In such a fast-paced world of instant gratification, it’s refreshing to see a global movement of more than 120,000 urban sketchers who capture the world one drawing at a time.
Canberra has almost 1,000 members on its Urban Sketchers Facebook page, some of whom meet on the second Sunday of each month to sit and draw our city’s urban environment.
Last Sunday, I spotted some urban sketchers at the Old Bus Depot Markets, drawing unsuspecting shoppers and creating beautiful watercolours worthy of an art gallery.

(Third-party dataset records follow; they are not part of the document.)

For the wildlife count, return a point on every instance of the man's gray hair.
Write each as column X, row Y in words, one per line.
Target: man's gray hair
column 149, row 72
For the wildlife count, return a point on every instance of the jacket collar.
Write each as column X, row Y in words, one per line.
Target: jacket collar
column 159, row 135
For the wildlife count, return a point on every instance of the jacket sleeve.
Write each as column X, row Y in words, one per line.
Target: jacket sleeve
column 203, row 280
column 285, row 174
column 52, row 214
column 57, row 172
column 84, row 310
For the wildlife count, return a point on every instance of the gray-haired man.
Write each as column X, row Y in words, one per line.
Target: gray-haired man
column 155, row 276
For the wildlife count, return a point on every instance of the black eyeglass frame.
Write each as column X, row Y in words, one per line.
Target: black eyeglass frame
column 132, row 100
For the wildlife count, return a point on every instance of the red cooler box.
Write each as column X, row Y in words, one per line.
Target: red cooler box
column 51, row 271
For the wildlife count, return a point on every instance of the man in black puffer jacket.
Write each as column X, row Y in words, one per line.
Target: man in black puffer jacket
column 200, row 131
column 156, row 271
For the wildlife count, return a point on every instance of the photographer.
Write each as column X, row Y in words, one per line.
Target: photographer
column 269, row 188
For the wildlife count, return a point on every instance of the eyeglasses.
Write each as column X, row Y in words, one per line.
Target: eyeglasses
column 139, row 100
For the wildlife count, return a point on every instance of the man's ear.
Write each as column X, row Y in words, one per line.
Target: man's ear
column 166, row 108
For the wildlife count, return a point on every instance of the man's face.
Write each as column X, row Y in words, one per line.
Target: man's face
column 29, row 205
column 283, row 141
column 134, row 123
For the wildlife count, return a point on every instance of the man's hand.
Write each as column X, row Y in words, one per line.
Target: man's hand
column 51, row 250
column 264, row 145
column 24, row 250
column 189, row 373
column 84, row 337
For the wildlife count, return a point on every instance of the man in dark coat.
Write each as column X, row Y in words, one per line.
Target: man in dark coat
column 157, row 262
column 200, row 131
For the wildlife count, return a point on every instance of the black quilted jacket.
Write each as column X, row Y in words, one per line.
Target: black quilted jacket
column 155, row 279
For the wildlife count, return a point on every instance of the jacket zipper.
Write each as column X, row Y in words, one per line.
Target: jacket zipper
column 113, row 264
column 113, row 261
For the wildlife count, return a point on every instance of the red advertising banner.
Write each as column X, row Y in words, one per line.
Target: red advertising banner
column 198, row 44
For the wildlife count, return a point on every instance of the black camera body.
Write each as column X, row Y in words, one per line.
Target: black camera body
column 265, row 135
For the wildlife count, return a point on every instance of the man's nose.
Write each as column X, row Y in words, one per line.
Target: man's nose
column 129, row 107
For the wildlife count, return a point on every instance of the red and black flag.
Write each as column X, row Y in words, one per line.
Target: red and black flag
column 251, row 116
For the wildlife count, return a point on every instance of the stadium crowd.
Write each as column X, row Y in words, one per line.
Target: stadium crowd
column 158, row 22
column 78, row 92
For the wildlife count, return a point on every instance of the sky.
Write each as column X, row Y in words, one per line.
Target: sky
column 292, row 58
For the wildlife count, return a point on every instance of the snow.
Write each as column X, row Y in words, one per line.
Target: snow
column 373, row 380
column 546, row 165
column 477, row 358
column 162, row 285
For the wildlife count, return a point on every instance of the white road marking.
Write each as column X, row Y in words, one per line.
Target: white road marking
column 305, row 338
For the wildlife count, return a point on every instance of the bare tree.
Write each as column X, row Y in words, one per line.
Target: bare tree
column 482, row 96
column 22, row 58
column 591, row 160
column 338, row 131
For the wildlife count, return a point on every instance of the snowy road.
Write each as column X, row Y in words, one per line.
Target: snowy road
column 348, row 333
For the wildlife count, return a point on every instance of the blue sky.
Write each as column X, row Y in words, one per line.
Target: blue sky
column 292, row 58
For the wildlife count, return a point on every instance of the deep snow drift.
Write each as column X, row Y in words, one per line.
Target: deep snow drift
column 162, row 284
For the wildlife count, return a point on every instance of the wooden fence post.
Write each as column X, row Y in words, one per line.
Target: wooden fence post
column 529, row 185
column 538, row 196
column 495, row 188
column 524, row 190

These artists are mostly amateurs and their manifesto ensures that their drawings are truthful to the scenes they witness. Member Michelle Collier, an IT manager from Duffy, says her work is an artistic record of time and place.
“If the weather’s good we go to some of the national institutions with the nice old architecture, but if the weather’s cold we go inside – we were at Belconnen Mall recently and we had a look at the old staircases and the glass elevators,” Michelle says.
“That’s the thing, you look at stuff that you walk past every day, somebody spent a whole lot of hours dressing a shopfront or architecturally designing the buildings.”
Urban Sketchers are dedicated to the practice of on-location drawing and they come armed with sketchpads, pens and portable watercolour palettes.
These urban artists are found in more than 60 countries (and 394 cities) and meet up for various symposiums (Buenos Aires in 2024) and urban “safaris” (Oslo in 2025).
Michelle has had no artistic training and says she joined urban sketchers for something to do when she had young children. Her sketchbook is a chronicle of artistry, journalling and maps.
“I’ve been working on a project, drawing the Duffy shops refurbishment,” she says. “I started sketching 18 months ago before they started building and captured the old playground and the earthworks. I’m now at the tail-end to capture the finish. It’s really fun, you wouldn’t think the local suburban shops are interesting, but things change so much. I love doing it and you meet all sorts of people.”
The Urban Sketchers Manifesto sums it up perfectly, “our drawing tell the story of our surroundings, the places we live and where we travel”.